Trade, Investment and Sustainable Development

FIELD's Trade, Investment and Sustainable Development (TISD) Programme focuses on how international regulations and institutions that manage globalisation affect developing countries and sustainable development. The programme also focuses on how globalisation influences international agreements designed to protect the environment. The aim of the TISD programme is to empower marginalised groups and communities as well as government officials and businesses to make informed decisions on trade, investment and natural resources management.

For many years, FIELD's trade work has focused on the role and activities of the World Trade Organisation (WTO). At the launch of the "Doha round" of trade negotiations in 2001, rich countries made a commitment to make the environment and development a centrepiece of trade. But to date, progress on the "Doha Development Agenda" has been minimal, and negotiations have so far missed every self-imposed deadline.

 

  "The TISD programme helps communities make informed decisions on trade, investment and natural resources management."

 

In order to create economic growth, governments in developing countries aim to attract large scale investment. This often involves natural resources, the use of which can boost national development and alleviate poverty.

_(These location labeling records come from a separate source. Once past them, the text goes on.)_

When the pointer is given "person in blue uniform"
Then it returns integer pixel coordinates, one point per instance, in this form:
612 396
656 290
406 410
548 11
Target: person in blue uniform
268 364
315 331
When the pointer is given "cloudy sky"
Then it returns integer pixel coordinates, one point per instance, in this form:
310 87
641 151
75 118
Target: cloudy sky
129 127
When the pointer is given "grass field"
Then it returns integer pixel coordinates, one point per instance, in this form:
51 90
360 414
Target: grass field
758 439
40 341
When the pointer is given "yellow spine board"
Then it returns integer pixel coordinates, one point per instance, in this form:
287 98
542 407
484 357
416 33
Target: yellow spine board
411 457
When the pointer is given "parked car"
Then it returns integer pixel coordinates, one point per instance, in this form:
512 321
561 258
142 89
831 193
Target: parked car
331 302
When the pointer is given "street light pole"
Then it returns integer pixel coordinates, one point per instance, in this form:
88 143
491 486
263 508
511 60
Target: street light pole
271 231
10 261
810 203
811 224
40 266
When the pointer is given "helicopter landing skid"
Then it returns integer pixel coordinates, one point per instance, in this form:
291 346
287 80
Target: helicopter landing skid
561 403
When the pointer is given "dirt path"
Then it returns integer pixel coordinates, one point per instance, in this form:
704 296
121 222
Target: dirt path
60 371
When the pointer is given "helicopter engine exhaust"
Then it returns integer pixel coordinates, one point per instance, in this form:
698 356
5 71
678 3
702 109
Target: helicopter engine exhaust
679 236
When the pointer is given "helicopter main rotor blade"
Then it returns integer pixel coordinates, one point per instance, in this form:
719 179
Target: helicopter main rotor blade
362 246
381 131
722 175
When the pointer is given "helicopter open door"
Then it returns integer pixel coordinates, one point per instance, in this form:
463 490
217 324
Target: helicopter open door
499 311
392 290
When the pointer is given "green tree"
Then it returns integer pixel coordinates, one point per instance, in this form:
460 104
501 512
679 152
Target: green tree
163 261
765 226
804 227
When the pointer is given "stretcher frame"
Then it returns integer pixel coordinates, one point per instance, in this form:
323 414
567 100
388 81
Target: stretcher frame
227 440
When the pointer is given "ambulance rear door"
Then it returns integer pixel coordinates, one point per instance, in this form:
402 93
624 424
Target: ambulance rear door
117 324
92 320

Robust investment laws are an important part of the overall package that a country can offer to potential investors. But if decisions around natural resources are made without the participation of the communities who depend on them, investment can work against sustainable development.

FIELD works with a broad range of stakeholders to help shape investment law such that it strikes a balance between the investors' need for legal protection and the social, environmental and economic considerations at the heart of sustainable development.

"Sustainable development is development that meets the needs of the present without compromising the ability of future generations to meet their own needs."

UN World Commission on Environment and Development (Brundtland Commission), Our Common Future, 1987

As a legal organisation, FIELD's sustainable development work helps to develop and improve ways for the public to participate in decision making processes, for these processes to be transparent and for all parties to be accountable for their decisions.